Once we have satisfactory values for all tiles, we need to generate text files with the same structure as above but without the error value. We will have a value for all tiles for the first day, then only files and values for subsequent days which have had changes. In an ideal world, all of the electronics behaved homogeneously throughout the run and none of the statistics fluctuated too badly so we'd have but a single file to enter. In our case, we had eleven files to use over the forty-five days (not too bad). Most of the files (attached) have very few values to enter.

Next Steps
This process is complete for Isobar, and it can be used in its current form for calibration of any of the runs. That said, there are a few places where it can be improved upon and streamlined. First, the memory leak issue with FindNmips.C. We have this localised and it seems to be an issue with ROOT keeping a background histogram for the fits performed that do not clear when looping over a lot of values. We hope to eliminate this soon as this will speed up the process and make it so we don't have to split up processing those fits. Second, there is a fit range that I found would often work very well for tiles that had either poor or failed fits. I'm going to modify the FindNmips.C macro to account for this and, when we have a failed fit at least, use the other range and re run that tile. This should eliminate some of the human review work when going over fits and speed up the process a bit more. Third, the end process of generating the text files is very tedious as I did it in Excell. We needed values, and it was quicker for me to do it by hand than to have a macro run it over and do it for me. This was very slow and could be error prone, so having a program do it instead would be much better (the same could be said for entry of the values for "fixed" fits in steps 2-3; this is another area where we could streamline).

I'd ideally like to have a process where there are essentially three "button presses;" one at the start to generate fits, one after getting proper fits, and then one at the end to generate the final text files.
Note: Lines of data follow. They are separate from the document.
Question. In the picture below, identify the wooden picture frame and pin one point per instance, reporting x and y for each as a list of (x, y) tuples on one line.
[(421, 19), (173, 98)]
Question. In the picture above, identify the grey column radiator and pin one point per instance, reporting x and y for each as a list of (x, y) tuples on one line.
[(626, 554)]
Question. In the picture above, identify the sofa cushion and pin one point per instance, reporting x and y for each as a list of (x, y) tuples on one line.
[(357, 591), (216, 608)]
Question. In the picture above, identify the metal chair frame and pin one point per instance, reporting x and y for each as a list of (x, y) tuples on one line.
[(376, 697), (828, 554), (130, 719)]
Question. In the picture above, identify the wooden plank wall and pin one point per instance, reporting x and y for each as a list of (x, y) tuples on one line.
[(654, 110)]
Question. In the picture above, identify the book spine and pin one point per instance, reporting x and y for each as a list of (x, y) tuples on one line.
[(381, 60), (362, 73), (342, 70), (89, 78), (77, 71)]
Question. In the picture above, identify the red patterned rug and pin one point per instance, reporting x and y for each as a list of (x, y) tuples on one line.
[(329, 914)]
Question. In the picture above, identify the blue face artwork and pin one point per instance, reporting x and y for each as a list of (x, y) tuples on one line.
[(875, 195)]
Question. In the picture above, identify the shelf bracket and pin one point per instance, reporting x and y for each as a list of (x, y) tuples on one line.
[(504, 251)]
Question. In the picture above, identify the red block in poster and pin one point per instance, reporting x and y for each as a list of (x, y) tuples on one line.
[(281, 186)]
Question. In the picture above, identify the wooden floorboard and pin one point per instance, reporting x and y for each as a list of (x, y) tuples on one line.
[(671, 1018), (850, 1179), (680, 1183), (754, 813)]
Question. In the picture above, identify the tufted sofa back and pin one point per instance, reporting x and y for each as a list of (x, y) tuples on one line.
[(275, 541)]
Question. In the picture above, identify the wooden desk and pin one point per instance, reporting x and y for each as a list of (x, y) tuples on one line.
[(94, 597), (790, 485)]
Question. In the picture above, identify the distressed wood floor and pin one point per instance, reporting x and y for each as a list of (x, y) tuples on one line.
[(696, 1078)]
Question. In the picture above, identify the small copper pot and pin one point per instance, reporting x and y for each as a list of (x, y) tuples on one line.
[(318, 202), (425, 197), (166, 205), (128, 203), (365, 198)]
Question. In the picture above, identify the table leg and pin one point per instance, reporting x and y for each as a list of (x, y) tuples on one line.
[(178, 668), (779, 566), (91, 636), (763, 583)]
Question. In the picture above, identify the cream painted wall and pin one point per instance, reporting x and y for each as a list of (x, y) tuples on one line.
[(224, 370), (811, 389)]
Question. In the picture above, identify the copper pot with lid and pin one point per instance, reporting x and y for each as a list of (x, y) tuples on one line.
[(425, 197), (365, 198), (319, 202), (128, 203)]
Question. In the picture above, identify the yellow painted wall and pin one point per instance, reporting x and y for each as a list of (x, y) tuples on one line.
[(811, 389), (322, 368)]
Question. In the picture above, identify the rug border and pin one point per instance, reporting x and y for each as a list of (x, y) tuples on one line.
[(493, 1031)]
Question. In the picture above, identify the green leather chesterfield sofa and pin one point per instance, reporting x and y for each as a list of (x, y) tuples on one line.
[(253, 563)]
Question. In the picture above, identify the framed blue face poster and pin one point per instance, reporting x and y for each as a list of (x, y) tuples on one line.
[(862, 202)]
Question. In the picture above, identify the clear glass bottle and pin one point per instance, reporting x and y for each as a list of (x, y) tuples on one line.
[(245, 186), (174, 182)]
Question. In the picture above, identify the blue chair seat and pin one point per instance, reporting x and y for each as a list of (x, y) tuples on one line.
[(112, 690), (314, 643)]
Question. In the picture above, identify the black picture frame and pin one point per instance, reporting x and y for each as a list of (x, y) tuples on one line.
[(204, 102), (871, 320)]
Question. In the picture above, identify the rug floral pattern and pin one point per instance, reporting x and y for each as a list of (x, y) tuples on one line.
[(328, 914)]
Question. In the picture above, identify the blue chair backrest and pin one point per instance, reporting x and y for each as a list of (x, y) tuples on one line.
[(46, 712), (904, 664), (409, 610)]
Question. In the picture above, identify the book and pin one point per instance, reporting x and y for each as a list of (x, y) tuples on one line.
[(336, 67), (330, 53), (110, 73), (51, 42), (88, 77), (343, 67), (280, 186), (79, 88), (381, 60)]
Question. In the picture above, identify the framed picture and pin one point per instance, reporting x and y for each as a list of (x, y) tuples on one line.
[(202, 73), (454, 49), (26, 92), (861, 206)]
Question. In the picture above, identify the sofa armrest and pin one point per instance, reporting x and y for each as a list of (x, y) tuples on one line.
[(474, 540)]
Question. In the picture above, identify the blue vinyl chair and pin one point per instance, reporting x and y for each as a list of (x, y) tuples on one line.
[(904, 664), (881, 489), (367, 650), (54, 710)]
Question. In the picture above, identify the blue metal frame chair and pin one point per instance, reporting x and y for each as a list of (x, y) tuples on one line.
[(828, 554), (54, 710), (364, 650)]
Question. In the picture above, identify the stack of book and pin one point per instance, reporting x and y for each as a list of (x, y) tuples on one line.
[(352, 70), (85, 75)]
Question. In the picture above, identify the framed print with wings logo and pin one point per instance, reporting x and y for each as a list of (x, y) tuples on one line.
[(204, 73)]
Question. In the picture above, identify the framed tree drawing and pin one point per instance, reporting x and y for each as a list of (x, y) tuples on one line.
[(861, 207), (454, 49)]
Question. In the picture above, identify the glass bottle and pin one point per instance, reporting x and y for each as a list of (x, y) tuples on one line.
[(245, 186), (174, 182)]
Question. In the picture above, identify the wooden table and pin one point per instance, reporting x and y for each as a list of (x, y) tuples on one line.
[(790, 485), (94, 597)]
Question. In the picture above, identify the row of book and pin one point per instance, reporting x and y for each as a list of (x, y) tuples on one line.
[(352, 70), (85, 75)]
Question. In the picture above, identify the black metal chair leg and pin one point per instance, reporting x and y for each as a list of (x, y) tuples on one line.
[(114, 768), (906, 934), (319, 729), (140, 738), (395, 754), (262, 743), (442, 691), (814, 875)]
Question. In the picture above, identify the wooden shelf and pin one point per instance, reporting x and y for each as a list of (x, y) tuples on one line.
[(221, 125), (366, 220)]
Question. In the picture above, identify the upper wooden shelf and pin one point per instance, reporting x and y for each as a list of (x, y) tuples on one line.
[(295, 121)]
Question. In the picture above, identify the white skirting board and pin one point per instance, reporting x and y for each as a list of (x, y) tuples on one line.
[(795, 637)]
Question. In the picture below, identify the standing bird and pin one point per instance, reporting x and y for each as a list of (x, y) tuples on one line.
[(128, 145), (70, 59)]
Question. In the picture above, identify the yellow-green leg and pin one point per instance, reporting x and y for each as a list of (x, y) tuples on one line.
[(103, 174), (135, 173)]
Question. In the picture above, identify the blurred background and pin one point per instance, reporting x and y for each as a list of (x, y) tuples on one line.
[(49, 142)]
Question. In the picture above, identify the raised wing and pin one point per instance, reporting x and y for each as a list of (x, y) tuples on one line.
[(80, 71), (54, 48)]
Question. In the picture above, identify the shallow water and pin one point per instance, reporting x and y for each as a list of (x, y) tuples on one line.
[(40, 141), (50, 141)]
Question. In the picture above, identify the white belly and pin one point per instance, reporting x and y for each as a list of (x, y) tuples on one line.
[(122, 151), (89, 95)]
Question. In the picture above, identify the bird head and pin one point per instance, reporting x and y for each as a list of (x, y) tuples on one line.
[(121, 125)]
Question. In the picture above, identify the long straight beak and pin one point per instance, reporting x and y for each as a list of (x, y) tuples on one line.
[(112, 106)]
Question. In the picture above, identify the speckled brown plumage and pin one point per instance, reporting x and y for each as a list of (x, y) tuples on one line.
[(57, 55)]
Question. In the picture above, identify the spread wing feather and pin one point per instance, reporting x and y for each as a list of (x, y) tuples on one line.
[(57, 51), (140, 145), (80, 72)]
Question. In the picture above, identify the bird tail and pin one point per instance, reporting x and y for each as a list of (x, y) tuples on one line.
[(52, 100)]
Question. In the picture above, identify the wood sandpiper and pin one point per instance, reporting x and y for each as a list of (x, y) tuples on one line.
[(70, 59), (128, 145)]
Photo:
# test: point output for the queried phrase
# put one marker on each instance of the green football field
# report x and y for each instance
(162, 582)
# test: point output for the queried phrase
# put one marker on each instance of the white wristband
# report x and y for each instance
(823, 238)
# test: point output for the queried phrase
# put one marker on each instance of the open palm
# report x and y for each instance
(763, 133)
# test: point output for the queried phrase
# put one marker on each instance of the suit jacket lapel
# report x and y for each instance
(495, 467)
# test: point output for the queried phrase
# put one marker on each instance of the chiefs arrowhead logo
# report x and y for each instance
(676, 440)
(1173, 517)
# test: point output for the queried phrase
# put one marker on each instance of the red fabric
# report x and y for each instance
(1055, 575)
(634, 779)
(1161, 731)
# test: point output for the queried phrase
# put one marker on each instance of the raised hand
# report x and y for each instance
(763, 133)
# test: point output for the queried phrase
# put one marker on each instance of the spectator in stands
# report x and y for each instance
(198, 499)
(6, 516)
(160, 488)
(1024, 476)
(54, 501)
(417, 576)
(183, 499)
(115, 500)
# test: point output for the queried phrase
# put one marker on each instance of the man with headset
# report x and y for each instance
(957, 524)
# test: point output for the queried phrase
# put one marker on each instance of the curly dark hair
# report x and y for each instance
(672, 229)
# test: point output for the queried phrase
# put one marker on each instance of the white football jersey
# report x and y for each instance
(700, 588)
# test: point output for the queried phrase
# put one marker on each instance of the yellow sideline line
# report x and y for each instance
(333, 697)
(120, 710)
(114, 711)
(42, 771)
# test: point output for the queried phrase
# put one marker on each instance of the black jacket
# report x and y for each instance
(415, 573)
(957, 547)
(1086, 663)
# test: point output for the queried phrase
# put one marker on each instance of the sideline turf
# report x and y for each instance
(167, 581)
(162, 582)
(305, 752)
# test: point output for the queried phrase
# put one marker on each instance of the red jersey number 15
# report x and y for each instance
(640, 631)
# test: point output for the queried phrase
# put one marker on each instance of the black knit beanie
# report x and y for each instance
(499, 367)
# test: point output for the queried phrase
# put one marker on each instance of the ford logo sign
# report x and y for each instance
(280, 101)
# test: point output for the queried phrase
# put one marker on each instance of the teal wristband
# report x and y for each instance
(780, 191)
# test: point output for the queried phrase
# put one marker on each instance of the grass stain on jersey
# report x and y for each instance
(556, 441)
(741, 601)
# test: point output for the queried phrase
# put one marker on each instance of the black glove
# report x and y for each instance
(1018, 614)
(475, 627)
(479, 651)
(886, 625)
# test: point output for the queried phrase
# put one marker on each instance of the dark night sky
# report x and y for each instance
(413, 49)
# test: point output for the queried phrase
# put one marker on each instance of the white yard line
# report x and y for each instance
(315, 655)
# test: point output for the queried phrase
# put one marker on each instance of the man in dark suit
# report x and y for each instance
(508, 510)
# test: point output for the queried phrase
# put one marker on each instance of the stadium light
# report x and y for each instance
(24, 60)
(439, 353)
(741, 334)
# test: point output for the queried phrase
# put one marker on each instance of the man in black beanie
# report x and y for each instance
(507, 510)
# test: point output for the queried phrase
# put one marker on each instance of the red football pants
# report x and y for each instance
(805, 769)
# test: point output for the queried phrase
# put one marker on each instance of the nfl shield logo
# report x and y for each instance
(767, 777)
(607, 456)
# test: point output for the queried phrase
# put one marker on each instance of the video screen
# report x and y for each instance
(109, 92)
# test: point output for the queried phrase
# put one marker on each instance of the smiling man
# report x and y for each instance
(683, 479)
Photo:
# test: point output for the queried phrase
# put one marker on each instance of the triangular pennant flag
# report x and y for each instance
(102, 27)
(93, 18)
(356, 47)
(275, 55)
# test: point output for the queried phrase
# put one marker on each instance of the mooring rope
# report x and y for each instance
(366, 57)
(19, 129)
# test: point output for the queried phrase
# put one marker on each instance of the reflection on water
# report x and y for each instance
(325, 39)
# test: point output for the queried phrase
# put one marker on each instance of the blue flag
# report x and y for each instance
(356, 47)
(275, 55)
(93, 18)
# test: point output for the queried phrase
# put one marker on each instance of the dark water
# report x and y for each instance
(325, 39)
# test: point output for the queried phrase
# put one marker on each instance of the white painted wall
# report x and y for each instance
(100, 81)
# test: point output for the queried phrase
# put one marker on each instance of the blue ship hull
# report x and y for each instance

The only points of huan interaction would be where it makes sense to have it: review of the initial fits of the nMIP peak and review of the X2/Ndf values for final ADC numbers. Right now we're close to that, but there are a few points (outlined above) where we would be better served having a computer rather than a human do the heavy lifting. The other area that I'm not sure we could automate (or it might simply not be worth it) is in changing path locations in the shell scripts and macros. Also, the current shell scripts make one have to distinguish between double digit and single digit days; this could be eliminated with a simple "if" logical structure (as is currently employed in PrashRunAnalysis.C).

As a final note, there are a few scripts I've included like Folders.sh. These were used to simplify the organisation process and are not necessary for running the calibration. Indeed, there are probably more logical and efficient structures one could use, so I include them here more for completeness than anything else.